Build alerting by polling the eval API and comparing against a threshold:
# Fetch the latest completed run
RUN_ID=$(curl -s "https://api.traceway.ai/api/datasets/${DATASET_ID}/eval" \
-H "Authorization: Bearer tw_sk_..." \
| jq -r '.[0].id')
# Get the average score
AVG_SCORE=$(curl -s "https://api.traceway.ai/api/eval/${RUN_ID}" \
-H "Authorization: Bearer tw_sk_..." \
| jq '.result_items | map(select(.score != null) | .score) | add / length')
# Alert if score drops below threshold
if (( $(echo "$AVG_SCORE < 0.7" | bc -l) )); then
echo "ALERT: Average eval score dropped to ${AVG_SCORE}"
# Send to Slack, PagerDuty, email, etc.
fiIntegrate this into your existing monitoring stack. The specific alerting mechanism depends on your infrastructure.
Sample rate configuration
The sample rate on your capture rule controls the tradeoff between coverage and cost.
| Sample rate | Traffic volume (calls/hour) | Captured/hour | Monthly eval cost (LlmJudge, gpt-4o-mini) |
|---|---|---|---|
| 1.0 | 100 | 100 | ~$6 |
| 0.1 | 1,000 | 100 | ~$6 |
| 0.05 | 5,000 | 250 | ~$15 |
| 0.01 | 10,000 | 100 | ~$6 |
For most applications, a 1-5% sample rate provides enough data to detect quality trends without excessive cost. Increase the rate temporarily when investigating a specific issue.
Performance impact
Capture rules and online evaluation are designed to have minimal impact on your production traffic:
- Capture rules run asynchronously. They evaluate after the span is complete and the response has already been returned to the user. They do not add latency to API responses.
- Eval runs are background jobs. Scoring happens in a separate process. Model calls for scoring do not compete with your production model calls.
- Storage scales linearly. Each captured datapoint adds a few KB. At 100 datapoints/day, that's under 1 MB/month.
The main cost consideration is the eval runs themselves — specifically the model API calls for scoring. With LlmJudge, each datapoint requires one additional model call. With ExactMatch or Contains, scoring is free (string comparison only).
Practical tips
- Use a separate provider connection for scoring. Don't share rate limits between your production model calls and eval scoring calls. Create a dedicated connection, optionally with a lower-tier model for judging.
- Run evals during off-peak hours. If your model provider has rate limits, schedule eval runs when production traffic is low.
- Archive old data. Online monitoring datasets grow indefinitely. Periodically export old results, delete processed datapoints, and keep the dataset manageable.

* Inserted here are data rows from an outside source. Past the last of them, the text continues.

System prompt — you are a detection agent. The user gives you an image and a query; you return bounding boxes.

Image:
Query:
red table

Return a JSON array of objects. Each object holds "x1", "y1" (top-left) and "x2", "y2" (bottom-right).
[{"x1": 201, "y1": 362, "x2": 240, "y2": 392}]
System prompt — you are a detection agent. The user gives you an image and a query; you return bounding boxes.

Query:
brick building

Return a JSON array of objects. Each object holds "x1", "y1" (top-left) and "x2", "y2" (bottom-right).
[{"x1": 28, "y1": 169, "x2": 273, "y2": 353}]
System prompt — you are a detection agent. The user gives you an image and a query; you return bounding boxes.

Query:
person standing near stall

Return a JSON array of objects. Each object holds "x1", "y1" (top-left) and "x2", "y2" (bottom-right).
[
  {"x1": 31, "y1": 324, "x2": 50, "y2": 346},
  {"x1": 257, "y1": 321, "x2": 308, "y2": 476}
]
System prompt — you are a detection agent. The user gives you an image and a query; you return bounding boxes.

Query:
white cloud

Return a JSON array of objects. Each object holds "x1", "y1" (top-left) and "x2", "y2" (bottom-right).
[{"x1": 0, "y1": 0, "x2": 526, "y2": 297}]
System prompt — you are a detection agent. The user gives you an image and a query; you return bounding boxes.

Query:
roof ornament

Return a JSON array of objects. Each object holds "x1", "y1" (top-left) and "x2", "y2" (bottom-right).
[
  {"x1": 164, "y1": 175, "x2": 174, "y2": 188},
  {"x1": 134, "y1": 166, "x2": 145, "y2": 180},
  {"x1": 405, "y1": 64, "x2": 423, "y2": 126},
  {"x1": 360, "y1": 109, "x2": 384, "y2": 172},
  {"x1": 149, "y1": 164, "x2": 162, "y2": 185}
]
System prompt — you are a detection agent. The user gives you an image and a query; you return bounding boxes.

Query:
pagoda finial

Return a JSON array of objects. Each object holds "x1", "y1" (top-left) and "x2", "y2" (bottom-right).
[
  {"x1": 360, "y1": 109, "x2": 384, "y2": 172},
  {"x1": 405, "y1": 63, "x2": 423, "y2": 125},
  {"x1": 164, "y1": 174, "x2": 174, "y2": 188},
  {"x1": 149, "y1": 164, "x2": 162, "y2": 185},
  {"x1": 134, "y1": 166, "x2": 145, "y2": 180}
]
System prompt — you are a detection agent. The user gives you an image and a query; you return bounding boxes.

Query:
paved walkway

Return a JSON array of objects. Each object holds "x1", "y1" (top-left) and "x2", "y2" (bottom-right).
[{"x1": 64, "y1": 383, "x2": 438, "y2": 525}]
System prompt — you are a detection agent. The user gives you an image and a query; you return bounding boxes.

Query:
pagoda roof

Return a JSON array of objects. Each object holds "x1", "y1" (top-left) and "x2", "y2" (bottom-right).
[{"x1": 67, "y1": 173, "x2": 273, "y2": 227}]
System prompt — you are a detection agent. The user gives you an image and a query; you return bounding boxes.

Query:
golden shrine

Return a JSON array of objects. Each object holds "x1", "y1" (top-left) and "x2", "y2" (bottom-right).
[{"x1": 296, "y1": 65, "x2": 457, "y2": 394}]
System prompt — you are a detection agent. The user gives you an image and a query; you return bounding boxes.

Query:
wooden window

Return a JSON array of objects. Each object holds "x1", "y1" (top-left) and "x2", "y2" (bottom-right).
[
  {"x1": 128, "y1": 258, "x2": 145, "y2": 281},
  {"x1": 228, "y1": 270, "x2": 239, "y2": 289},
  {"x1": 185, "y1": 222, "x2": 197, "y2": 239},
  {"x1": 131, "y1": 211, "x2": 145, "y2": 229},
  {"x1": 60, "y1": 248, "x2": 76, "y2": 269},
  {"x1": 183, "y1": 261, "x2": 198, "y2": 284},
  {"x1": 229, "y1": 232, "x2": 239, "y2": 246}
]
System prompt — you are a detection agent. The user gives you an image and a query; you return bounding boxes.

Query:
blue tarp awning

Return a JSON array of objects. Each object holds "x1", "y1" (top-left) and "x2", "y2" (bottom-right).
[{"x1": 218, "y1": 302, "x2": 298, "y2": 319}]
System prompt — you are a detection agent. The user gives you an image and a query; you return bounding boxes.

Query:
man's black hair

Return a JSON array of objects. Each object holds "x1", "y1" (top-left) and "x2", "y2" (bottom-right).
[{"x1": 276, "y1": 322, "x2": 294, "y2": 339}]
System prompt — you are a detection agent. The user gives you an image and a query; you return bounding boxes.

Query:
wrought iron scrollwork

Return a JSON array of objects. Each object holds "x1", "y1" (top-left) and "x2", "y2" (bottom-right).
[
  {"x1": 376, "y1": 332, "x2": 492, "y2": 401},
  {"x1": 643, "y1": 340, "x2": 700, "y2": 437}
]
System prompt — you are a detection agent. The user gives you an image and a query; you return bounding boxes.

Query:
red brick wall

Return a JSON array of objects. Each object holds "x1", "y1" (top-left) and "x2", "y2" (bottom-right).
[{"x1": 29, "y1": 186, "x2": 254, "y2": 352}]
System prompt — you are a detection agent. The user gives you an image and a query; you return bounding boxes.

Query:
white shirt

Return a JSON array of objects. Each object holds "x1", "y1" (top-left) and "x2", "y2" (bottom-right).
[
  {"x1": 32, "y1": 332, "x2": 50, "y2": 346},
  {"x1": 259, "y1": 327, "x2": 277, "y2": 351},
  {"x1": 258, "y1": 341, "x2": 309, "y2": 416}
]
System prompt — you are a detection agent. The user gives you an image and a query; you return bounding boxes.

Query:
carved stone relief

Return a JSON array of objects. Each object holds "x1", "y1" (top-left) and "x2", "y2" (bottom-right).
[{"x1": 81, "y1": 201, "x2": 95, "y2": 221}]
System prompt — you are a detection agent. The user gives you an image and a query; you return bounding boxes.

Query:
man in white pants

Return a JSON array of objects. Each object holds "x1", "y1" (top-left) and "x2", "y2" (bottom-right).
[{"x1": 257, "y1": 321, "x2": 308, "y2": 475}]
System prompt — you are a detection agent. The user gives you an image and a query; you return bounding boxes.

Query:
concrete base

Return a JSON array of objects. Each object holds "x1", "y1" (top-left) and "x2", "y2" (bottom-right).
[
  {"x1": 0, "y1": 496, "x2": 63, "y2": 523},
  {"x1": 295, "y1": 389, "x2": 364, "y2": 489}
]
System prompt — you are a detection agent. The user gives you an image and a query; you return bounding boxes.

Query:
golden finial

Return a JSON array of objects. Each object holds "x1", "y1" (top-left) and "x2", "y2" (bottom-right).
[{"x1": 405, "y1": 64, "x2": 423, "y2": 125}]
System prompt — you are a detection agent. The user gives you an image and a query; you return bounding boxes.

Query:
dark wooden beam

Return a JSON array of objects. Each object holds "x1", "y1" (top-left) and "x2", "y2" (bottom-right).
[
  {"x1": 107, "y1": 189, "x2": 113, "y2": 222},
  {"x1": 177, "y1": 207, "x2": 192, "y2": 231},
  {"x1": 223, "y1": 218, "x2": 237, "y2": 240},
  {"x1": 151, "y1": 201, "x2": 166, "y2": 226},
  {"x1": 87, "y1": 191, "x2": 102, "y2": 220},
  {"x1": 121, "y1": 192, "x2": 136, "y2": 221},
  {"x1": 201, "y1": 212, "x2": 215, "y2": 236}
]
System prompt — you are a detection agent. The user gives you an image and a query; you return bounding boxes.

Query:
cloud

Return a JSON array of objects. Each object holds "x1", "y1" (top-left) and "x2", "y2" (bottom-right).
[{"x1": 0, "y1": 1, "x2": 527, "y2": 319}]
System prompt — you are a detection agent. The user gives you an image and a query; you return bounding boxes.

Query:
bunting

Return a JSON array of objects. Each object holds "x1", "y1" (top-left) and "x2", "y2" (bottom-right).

- Start with failures. The highest-value online evaluation is scoring failed spans. Capture all failures (
sample_rate: 1.0) and evaluate them to understand failure patterns. - Combine with the review queue. Route low-scoring results from online evals to the review queue for human investigation. This closes the loop between automated monitoring and human judgment.